Hin und wieder waren es aber auch die witzelnden Interkationen mit dem Publikum. So wurde der im Backstagebereich herumgereichte Schnaps bemängelt und als dem heimischen Tequila untergeordnet eingestuft. Die Vermarktungsidee eines deutsch-mexikanischen Mixes namens "Schnequila" kam dem guten Manne mit dem tiefschwarzen Blick in den Sinn (schnell Patent und Markenschutz beantragen!).

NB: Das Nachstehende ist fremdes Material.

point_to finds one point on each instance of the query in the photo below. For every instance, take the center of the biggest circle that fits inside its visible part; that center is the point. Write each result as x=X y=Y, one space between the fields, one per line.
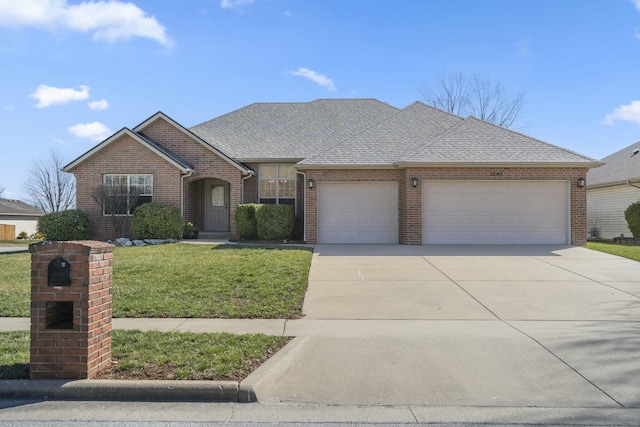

Der Rocklevel wurde stetig oben gehalten. Vor der Zugabe gegen 24.00 Uhr (eigentlich Programmschluss) folgte das erwartete "After Dark" (bekannt geworden im Zusammenhang mit Salma Hayek´s Hüftkreiselns in dem Roadmovie/Horrorfilm "From Dusk Till Dawn") mit dem kultigen Gitarrenlick zu Beginn des Songs, der bereits auf einer Ebene mit dem Melodie-Vorspiel eines traditionellen "My Girl" steht.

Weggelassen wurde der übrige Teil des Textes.